Appellate judges agreed with the Farm Bureau that three challenged conditions tied to general animal-waste permits adopted in 2019 were state rules. None of the three conditions proceeded through the state’s official rule-making process in the Administrative Procedure Act. All of those conditions are invalid, according to the Appeals Court opinion.
Each of the 2,000 affected hog, cattle, and poultry farms across North Carolina uses a “lagoon-and-spray-field system” to address animal waste.
“Farm Bureau specifically challenged three General Permit conditions: (1) farmers with waste structures within the 100-year floodplain must install monitoring wells; (2) certain farmers must conduct a Phosphorus Loss Assessment Tool (“PLAT”) analysis; and (3) all permitted farmers must submit an annual report summarizing the system’s operations,” wrote Judge Jeff Carpenter for the unanimous appellate panel.
Each of the challenged conditions had been tied to a settlement agreement DEQ reached with the North Carolina Environmental Justice Network and other groups after a federal civil rights complaint.
“Here, any farmer who uses certain animal-waste management systems must obtain a permit and comply with its conditions,” Carpenter wrote. “These conditions are authoritative, as the [Division of Water Resources] has the authority to grant permits, which are required to operate the animal-waste systems. Further, the Secretary of Environmental Quality has the authority to assess civil penalties for thousands of dollars if a farmer fails to comply with these conditions.”

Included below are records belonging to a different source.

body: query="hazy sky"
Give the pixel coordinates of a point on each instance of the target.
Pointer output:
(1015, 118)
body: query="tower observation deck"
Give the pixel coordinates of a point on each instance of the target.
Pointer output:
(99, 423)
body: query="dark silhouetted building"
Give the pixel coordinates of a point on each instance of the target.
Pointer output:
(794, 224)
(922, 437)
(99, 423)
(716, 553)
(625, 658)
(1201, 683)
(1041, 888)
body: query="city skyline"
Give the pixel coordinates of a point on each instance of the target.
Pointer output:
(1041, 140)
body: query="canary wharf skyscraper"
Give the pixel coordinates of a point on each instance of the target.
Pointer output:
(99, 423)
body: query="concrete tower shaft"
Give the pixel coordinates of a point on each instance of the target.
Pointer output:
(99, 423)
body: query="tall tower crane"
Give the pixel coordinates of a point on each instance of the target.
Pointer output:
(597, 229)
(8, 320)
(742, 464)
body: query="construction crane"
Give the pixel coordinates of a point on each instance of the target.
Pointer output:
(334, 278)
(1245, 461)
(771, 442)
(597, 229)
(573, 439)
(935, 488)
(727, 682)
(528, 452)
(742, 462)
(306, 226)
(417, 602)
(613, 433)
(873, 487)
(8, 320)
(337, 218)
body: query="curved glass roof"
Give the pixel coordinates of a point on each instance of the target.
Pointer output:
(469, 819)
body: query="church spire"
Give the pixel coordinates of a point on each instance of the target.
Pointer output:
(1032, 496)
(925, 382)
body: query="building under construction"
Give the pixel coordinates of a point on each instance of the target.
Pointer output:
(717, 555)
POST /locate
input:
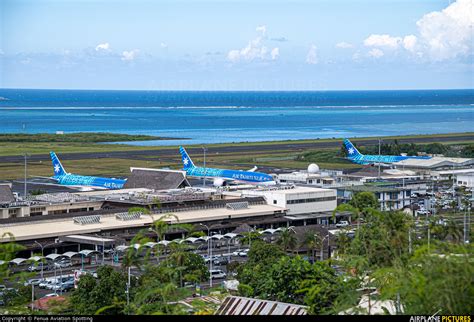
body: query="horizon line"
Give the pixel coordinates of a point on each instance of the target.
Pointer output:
(236, 90)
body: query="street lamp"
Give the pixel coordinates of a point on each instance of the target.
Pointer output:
(209, 252)
(204, 149)
(25, 192)
(250, 237)
(103, 248)
(42, 254)
(322, 245)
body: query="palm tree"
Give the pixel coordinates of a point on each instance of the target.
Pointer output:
(312, 241)
(287, 239)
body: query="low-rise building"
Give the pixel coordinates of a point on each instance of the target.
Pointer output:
(388, 196)
(465, 180)
(298, 200)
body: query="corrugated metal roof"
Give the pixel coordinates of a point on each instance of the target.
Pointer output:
(236, 305)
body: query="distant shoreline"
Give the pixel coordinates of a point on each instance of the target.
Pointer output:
(79, 137)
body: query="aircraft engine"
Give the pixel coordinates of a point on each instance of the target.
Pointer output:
(219, 182)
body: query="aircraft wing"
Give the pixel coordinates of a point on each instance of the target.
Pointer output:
(49, 178)
(80, 188)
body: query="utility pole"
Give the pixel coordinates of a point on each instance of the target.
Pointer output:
(209, 252)
(32, 296)
(379, 161)
(25, 192)
(409, 241)
(128, 291)
(428, 239)
(205, 170)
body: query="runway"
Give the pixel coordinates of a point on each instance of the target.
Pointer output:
(267, 148)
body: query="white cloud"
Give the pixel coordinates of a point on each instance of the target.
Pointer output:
(255, 49)
(279, 39)
(385, 41)
(376, 53)
(442, 35)
(104, 46)
(275, 53)
(344, 45)
(312, 56)
(129, 55)
(448, 33)
(262, 29)
(409, 43)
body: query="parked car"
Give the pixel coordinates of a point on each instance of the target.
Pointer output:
(38, 267)
(207, 258)
(220, 261)
(45, 282)
(64, 286)
(63, 263)
(236, 253)
(342, 223)
(34, 281)
(50, 295)
(217, 273)
(244, 253)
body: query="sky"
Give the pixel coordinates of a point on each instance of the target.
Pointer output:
(237, 44)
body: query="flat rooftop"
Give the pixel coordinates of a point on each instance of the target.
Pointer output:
(295, 189)
(63, 227)
(435, 162)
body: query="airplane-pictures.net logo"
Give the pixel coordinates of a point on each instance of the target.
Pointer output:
(440, 318)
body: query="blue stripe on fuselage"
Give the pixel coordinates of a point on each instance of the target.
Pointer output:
(78, 180)
(368, 159)
(246, 176)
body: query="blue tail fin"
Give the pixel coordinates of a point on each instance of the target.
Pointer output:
(187, 162)
(351, 149)
(57, 166)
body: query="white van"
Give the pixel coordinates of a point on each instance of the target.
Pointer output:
(217, 273)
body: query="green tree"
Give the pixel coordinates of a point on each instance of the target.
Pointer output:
(287, 239)
(364, 200)
(108, 291)
(440, 280)
(312, 241)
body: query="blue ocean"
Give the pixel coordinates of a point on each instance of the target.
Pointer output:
(221, 117)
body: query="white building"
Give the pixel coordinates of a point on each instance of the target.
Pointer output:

“Therefore, the General Permit conditions are regulations under the NCAPA because they are ‘authoritative rule[s] dealing with details’ of animal-waste management systems,” Carpenter wrote.
“The DEQ argues that General Permits are not generally applicable because farmers can obtain Individual Permits instead,” Carpenter added. “First, we question the DEQ’s premise that Individual Permits are guaranteed. Allotting Individual Permits under section 143-215.10C is within the DEQ’s ‘discretion.’ Thus, contrary to the DEQ’s suggestion, Individual Permits are not automatic.”
“Second, if farmers can avoid the challenged General Permit conditions simply by seeking an Individual Permit, all farmers would likely do so,” he added. “Following the DEQ’s reasoning would render General Permits worthless and fly in face of section 143- 215.10C: Our General Assembly expressly stated that General Permits are to be used for ‘most animal waste management systems.’”
“Therefore, the conditions within General Permits are generally applicable regulations under the NCAPA,” Carpenter wrote. “They are rules, and the superior court erred when it held to the contrary.”
“The challenged conditions are invalid until they are adopted through the rulemaking process,” Carpenter concluded.